Discover 2,000 years of Southern China’s maritime heritage over 15 galleries. Through art, science, history, engineering and marine ecology, visitors can gain a unique insight into the world’s famous Pearl River Delta stories.
With specially designed exhibits and programmes, a wealth of experiences can be found for all members of the family, from participating in the highly interactive KM Koo Ship Bridge Simulator to observing the exquisite paintings of nineteenth century Cantonese painters.
China's Maritime Heritage
It introduces the long history and development of China’s maritime Heritage for over 2,000 years. It covers naval architecture, China trade in Canton, East-West global trade, piracy in South China, and the development of treaty ports in the 19th and the 20th centuries.
Hong Kong's Port Stories
It illustrates various maritime stories of how Hong Kong developed as a modern port since the opening of the port and the creation of the Victoria Harbour in the mid-19th century until today. It also includes tangible and intangible local maritime heritage as well as underwater archaeology.
Marine Science and Technology
It introduces the development of maritime technology like sea navigation, tele-communications, as well as the theme of marine science such as oceanography and ecology in Hong Kong and beyond. The immersive bridge stimulator is also an excellent demonstration of how seafarers navigate in the sea.
Blue Ocean Hall and Gallery
As with all ocean-going vessels, long passages — or companionways —zigzag through the museum. While onboard ship a companionway may link the bridge to nearby staff quarters, in the case of the museum, display galleries are connected to support areas including the library and research offices.

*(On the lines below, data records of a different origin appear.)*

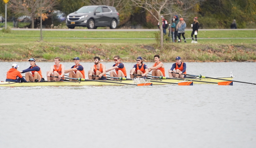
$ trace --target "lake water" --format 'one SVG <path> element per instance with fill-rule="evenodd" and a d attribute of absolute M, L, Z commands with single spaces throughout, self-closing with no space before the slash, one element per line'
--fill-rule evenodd
<path fill-rule="evenodd" d="M 186 63 L 188 74 L 232 71 L 234 80 L 256 83 L 256 63 Z M 12 64 L 0 63 L 0 80 Z M 166 74 L 172 64 L 164 63 Z M 54 63 L 37 64 L 45 77 Z M 124 63 L 128 71 L 133 64 Z M 0 94 L 1 148 L 256 147 L 256 85 L 0 87 Z"/>

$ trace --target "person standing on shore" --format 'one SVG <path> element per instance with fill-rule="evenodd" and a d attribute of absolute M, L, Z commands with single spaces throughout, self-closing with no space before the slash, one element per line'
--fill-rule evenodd
<path fill-rule="evenodd" d="M 230 29 L 237 29 L 237 26 L 236 23 L 235 22 L 235 20 L 233 20 L 233 22 L 230 25 Z"/>
<path fill-rule="evenodd" d="M 155 63 L 152 67 L 149 68 L 149 72 L 152 71 L 152 75 L 153 76 L 165 77 L 164 66 L 163 62 L 160 61 L 160 56 L 159 55 L 155 55 L 154 56 L 154 58 Z"/>
<path fill-rule="evenodd" d="M 163 25 L 163 35 L 166 35 L 166 29 L 168 28 L 168 22 L 166 20 L 164 19 L 164 17 L 163 16 L 161 16 L 162 18 L 162 24 Z M 160 22 L 158 22 L 158 28 L 160 29 Z"/>
<path fill-rule="evenodd" d="M 178 37 L 179 38 L 178 43 L 181 43 L 181 36 L 182 35 L 183 39 L 184 39 L 184 42 L 187 43 L 186 41 L 186 38 L 184 36 L 185 34 L 185 28 L 186 27 L 186 23 L 184 21 L 183 18 L 180 18 L 180 22 L 177 26 L 176 26 L 176 30 L 178 31 Z"/>
<path fill-rule="evenodd" d="M 177 25 L 180 22 L 180 20 L 179 19 L 179 17 L 178 15 L 176 15 L 174 17 L 174 22 L 175 23 L 175 27 L 177 26 Z M 177 36 L 178 36 L 178 30 L 176 29 L 174 29 L 174 42 L 177 42 Z"/>
<path fill-rule="evenodd" d="M 172 22 L 170 24 L 170 27 L 169 27 L 169 37 L 170 34 L 172 35 L 172 43 L 175 42 L 175 38 L 174 37 L 175 32 L 175 28 L 176 27 L 176 24 L 174 22 L 175 19 L 174 18 L 172 19 Z"/>
<path fill-rule="evenodd" d="M 26 82 L 25 79 L 21 75 L 20 72 L 18 70 L 19 67 L 17 64 L 13 64 L 12 68 L 7 72 L 6 82 Z"/>
<path fill-rule="evenodd" d="M 51 66 L 50 71 L 47 71 L 47 81 L 63 81 L 62 77 L 64 75 L 65 67 L 64 65 L 60 64 L 61 58 L 56 57 L 54 58 L 54 65 Z M 58 77 L 50 77 L 50 76 Z"/>
<path fill-rule="evenodd" d="M 197 33 L 198 32 L 198 29 L 199 29 L 199 22 L 198 22 L 197 19 L 197 17 L 194 17 L 194 22 L 193 24 L 191 24 L 191 27 L 192 27 L 193 29 L 192 32 L 191 33 L 191 38 L 192 38 L 191 43 L 197 43 Z M 195 41 L 194 40 L 194 35 Z"/>
<path fill-rule="evenodd" d="M 35 60 L 31 58 L 28 60 L 30 66 L 24 70 L 22 70 L 21 73 L 25 73 L 25 76 L 26 81 L 42 82 L 44 80 L 42 76 L 41 69 L 35 64 Z M 29 72 L 31 71 L 31 73 Z"/>

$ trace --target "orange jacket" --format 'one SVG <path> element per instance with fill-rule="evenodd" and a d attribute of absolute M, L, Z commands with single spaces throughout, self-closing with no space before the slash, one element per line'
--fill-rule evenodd
<path fill-rule="evenodd" d="M 21 73 L 20 73 L 20 72 L 16 69 L 12 68 L 9 70 L 9 71 L 7 71 L 7 74 L 6 74 L 7 79 L 16 80 L 17 78 L 17 76 L 19 77 L 20 78 L 22 78 L 22 77 Z"/>

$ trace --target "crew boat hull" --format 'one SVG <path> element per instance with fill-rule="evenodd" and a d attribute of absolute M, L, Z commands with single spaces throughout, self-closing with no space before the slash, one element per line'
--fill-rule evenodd
<path fill-rule="evenodd" d="M 226 80 L 231 80 L 234 77 L 215 77 L 216 78 L 223 78 Z M 185 81 L 193 81 L 194 84 L 212 84 L 212 83 L 217 83 L 218 82 L 224 82 L 225 81 L 215 79 L 209 78 L 190 78 L 180 79 L 152 79 L 152 82 L 150 82 L 153 85 L 166 85 L 168 83 L 178 83 L 180 82 Z M 146 81 L 147 80 L 146 80 Z M 154 81 L 154 82 L 153 82 Z M 199 82 L 198 82 L 199 81 Z M 201 82 L 200 82 L 201 81 Z M 112 83 L 112 82 L 115 82 Z M 208 83 L 206 83 L 208 82 Z M 59 81 L 59 82 L 28 82 L 28 83 L 15 83 L 3 82 L 0 82 L 0 87 L 32 87 L 32 86 L 100 86 L 100 85 L 124 85 L 126 84 L 134 84 L 133 80 L 101 80 L 99 82 L 95 80 L 94 81 Z"/>

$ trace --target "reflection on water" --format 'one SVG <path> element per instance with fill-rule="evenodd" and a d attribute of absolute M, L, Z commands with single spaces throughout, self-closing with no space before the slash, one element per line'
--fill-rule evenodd
<path fill-rule="evenodd" d="M 254 63 L 189 64 L 189 74 L 255 82 L 244 74 Z M 0 147 L 255 148 L 256 87 L 1 87 Z"/>

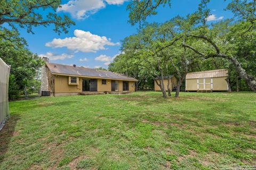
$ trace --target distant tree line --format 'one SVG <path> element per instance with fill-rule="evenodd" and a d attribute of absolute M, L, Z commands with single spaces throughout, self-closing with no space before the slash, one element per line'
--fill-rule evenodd
<path fill-rule="evenodd" d="M 131 1 L 129 22 L 139 29 L 123 40 L 123 53 L 109 69 L 137 78 L 137 89 L 153 87 L 155 78 L 160 77 L 164 97 L 164 76 L 177 78 L 178 97 L 188 72 L 219 69 L 229 70 L 227 81 L 233 90 L 256 91 L 256 1 L 233 0 L 226 9 L 233 19 L 209 24 L 210 1 L 202 0 L 195 12 L 163 23 L 146 21 L 171 1 Z"/>

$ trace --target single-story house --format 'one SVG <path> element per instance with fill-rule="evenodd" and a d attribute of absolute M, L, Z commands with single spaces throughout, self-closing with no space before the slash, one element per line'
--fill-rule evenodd
<path fill-rule="evenodd" d="M 83 92 L 132 92 L 138 80 L 108 71 L 50 63 L 42 69 L 42 96 L 78 95 Z M 45 95 L 46 94 L 46 95 Z"/>
<path fill-rule="evenodd" d="M 159 83 L 159 80 L 161 79 L 161 78 L 158 77 L 156 78 L 154 81 L 155 85 L 155 91 L 161 91 L 161 89 L 160 89 L 160 87 L 159 87 L 158 85 L 156 82 L 156 81 Z M 173 89 L 173 88 L 175 88 L 176 86 L 177 86 L 177 79 L 173 76 L 173 75 L 171 75 L 169 76 L 170 79 L 170 89 L 171 90 Z M 167 82 L 168 82 L 168 77 L 167 76 L 164 76 L 164 88 L 165 88 L 165 90 L 167 91 Z"/>
<path fill-rule="evenodd" d="M 227 91 L 225 69 L 188 73 L 186 76 L 186 91 Z"/>

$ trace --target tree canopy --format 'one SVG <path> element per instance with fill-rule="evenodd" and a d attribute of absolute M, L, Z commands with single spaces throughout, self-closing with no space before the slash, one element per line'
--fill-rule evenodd
<path fill-rule="evenodd" d="M 60 0 L 1 0 L 0 57 L 11 66 L 10 99 L 17 98 L 25 86 L 38 86 L 37 79 L 39 68 L 44 63 L 36 54 L 29 50 L 18 28 L 24 28 L 27 32 L 34 33 L 34 27 L 53 25 L 53 31 L 57 33 L 67 33 L 75 22 L 67 15 L 57 14 L 60 3 Z"/>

In an imaginative teaming up with leading photographer Basil Pao, the Hong Kong Maritime Museum has commissioned the artist to create a series of stunning visual images that capture different aspects of the ocean, for exhibit along the companionways that link A, B, C and D decks. An important theme of this photographic expose is to remind visitors that the world’s oceans occupy by surface, seven-tenths of the earth.